A cet égard, alors que l'Hadopi s'est montrée hostile au filtrage, Eric Walter estime que la décision récente d'un tribunal d'ordonner aux FAI le blocage de sites de streaming est "une décision pour l'avenir", ce qui brouille la lisibilité du message. "Elle est bien plus importante pour la jurisprudence qu’elle crée que pour la fermeture de sites de streaming – dont il n’a échappé à personne qu’ils avaient déjà majoritairement fermés", note-t-il. Cependant, Eric Walter semble douter de l'efficacité de telles mesures. "La question fondamentale sous-jacente est celle de l’efficience des moyens déployés au regard des objectifs poursuivis".

Eric Walter réalise à ce sujet un grand écart curieux, en jugeant dans un même élan que deux pistes en apparence contradictoires ouvertes par l'Hadopi "représentent un investissement considérable et sont, à mon sens, des perspectives d’avenir très concrètes".
 
Il s'agit d'un côté de l'étude sur les moyens de lutter contre la "contrefaçon commerciale", dans laquelle Mireille Imbert-Quaretta (présidente de la Commission de protection des droits de l'Hadopi) défend une forme de riposte graduée contre les hébergeurs et intermédiaires financiers, lorsqu'ils permettent à des services en ligne de gagner de l'argent grâce au piratage (sites de streaming, de téléchargement direct, d'indexation de liens BitTorrent, etc.).

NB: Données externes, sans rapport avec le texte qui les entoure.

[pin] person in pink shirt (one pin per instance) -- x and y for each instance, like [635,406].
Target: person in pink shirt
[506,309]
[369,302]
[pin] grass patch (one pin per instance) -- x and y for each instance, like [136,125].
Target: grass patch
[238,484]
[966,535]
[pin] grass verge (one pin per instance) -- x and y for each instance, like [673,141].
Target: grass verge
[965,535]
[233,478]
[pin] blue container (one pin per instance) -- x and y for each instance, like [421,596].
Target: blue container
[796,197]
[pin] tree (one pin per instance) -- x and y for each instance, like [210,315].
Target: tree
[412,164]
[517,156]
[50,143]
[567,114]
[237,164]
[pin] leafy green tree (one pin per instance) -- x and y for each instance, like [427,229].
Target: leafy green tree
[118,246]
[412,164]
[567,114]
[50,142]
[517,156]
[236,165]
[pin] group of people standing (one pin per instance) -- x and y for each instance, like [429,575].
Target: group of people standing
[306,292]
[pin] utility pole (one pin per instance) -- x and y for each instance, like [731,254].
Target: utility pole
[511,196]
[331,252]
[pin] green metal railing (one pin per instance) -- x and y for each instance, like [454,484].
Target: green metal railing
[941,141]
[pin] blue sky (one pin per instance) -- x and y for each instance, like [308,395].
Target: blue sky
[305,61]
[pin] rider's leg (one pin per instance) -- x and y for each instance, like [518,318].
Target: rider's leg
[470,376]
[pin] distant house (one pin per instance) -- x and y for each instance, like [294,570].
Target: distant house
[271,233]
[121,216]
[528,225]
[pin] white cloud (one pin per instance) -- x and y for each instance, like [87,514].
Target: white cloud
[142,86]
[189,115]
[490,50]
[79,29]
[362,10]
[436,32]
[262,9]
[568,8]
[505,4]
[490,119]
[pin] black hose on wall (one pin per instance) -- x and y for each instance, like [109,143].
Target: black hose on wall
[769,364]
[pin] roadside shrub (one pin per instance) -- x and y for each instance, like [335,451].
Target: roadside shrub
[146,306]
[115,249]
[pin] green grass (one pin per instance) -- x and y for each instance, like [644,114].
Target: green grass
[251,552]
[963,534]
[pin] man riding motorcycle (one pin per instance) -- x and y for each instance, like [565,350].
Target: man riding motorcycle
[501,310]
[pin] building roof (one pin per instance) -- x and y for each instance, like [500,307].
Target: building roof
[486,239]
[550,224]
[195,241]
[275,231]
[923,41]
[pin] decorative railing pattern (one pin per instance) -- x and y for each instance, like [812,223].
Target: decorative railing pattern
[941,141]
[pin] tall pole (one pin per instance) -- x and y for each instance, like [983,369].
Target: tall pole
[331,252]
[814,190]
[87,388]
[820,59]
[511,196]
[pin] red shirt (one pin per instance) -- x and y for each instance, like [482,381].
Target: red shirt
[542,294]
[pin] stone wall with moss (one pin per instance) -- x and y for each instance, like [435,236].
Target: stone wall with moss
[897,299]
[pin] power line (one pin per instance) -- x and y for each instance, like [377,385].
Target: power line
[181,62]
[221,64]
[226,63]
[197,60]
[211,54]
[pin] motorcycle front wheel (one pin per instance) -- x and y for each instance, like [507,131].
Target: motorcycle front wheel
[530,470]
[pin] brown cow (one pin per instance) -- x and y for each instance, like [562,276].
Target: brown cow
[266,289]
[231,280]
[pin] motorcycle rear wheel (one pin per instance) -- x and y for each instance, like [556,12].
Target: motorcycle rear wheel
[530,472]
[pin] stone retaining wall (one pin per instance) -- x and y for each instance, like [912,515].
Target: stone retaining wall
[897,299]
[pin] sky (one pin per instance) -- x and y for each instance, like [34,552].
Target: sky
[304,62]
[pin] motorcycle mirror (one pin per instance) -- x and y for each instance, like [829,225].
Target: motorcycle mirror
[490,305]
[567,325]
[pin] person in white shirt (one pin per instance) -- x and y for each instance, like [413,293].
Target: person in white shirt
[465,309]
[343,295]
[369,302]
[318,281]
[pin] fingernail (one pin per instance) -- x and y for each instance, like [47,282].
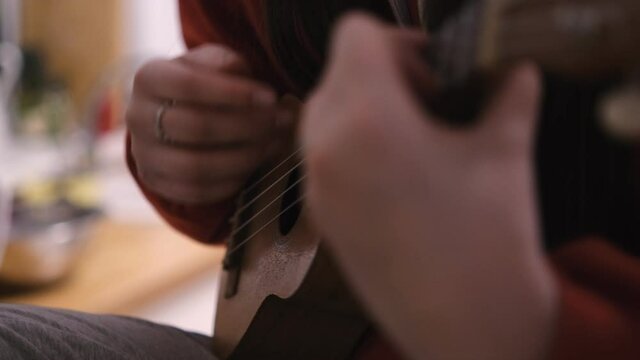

A cet égard, un rapport sur les méthodes précises à mettre en oeuvre doit être rendu public au début de l'année prochaine, et pourrait être traduit dans la loi Création présentée en février 2014.
 
De l'autre côté, il s'agit de la proposition de légalisation du partage non marchand, par une "rémunération proportionnelle du partage" qui viserait à faire payer, pour des échanges enfin légalisés, les intermédiaires que la première piste viendrait condamner. Comment concilier ces deux pistes sans en tuer une ? Et si l'une des deux doit mourir, il y a fort à craindre que ça soit cette dernière.